Datenschutz im Zeitalter der Quantencomputer

Das Bundesamt für Sicherheit in der Informati­onstechnik (BSI) hat eine Handlungs­empfehlung für die Frage veröffentlicht, wie der Bedrohung der Public-Key-Kryptografie durch zukünftige Quantencomputer heute schon begegnet werden kann.

Quantencomputer stellen eine zunehmend real werdende Bedrohung für die heutige Public-Key-Kryptografie und somit für die Sicherheit digitaler Infrastrukturen dar. Ob und wann sich diese Bedrohung manifestieren wird, ist nicht vorauszusehen. Die bisher existierenden Quantencomputer stellen wohl noch keine Bedrohung für die heute verwendeten kryptografischen Verfahren dar, technologische Entwicklungssprünge erscheinen aber jederzeit möglich. Daher wird intensiv an Quantencomputer-resistenten Alternativen zu den heute verwendeten Public-Key Verfahren gearbeitet. So wurde 2017 vom US-amerikanischen National Institute for Standards and Technology (NIST) ein Prozess zur Standardisierung solcher Verfahren initiiert, der aber frühestens 2022/23 zu Entwürfen für Standards führen soll.

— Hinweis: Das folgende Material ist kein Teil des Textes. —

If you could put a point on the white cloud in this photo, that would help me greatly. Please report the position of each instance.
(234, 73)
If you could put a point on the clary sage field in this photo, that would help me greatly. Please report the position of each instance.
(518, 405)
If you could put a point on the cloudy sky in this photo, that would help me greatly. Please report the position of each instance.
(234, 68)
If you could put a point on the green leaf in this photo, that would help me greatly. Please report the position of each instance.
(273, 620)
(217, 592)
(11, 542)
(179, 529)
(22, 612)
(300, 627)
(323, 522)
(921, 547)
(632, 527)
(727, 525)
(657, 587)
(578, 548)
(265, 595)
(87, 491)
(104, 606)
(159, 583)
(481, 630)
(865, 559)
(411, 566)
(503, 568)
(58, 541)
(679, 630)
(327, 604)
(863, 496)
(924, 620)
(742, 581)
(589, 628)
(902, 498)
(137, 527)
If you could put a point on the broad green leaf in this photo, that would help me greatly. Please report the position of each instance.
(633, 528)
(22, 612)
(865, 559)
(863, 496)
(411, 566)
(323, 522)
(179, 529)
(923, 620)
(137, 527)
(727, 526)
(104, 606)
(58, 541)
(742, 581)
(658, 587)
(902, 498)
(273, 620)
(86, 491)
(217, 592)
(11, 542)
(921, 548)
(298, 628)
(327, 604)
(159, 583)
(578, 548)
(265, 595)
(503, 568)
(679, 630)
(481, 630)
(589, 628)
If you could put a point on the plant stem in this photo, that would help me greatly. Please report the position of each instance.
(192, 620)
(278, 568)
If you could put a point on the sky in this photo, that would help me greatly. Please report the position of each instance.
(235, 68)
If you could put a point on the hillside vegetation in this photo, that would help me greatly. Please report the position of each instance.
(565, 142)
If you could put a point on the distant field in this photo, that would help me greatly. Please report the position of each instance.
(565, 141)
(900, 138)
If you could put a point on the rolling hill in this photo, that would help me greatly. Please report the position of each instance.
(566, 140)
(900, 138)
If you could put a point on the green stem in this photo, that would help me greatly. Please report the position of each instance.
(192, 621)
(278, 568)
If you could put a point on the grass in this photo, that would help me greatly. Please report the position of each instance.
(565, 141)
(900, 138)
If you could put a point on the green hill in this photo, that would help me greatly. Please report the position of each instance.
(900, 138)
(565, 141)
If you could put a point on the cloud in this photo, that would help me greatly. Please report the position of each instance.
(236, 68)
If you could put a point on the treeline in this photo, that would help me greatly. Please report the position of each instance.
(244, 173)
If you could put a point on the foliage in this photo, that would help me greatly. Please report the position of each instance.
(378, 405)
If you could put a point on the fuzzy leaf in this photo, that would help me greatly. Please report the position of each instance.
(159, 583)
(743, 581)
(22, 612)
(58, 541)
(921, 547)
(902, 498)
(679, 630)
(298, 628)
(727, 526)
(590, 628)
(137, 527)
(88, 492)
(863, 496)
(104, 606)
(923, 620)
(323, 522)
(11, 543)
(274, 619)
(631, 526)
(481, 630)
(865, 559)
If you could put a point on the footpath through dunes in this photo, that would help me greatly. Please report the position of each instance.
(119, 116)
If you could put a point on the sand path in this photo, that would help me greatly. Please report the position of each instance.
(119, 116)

Aus Sicht des BSI ist es daher nicht länger wichtig, ob oder wann es Quantencomputer geben wird - es wird ohnehin passieren. Post-Quanten-Kryptografie wird daher langfristig zum Standard werden müssen. Abhängig vom Anwendungsfall solle daher frühzeitig und kontinuierlich im Rahmen eines maßvollen Risikoma­nagements abgewogen werden, wie ein Umstieg auf Quantencomputer-resistente Verfahren erfolgen soll. Gerade Informationen mit langfristigem Schutzbedarf seien unter Umständen schon jetzt durch Quantencomputer bedroht, denn es bestehe die Gefahr, dass verschlüsselte Informationen auf Vorrat gesammelt und später mit Hilfe eines Quantencomputers entschlüsselt werden können. Der Schutz dieser Daten sollte also schon sobald wie möglich an die neue Bedrohungslage angepasst werden.

Zur Pressemitteilung des BSI hier.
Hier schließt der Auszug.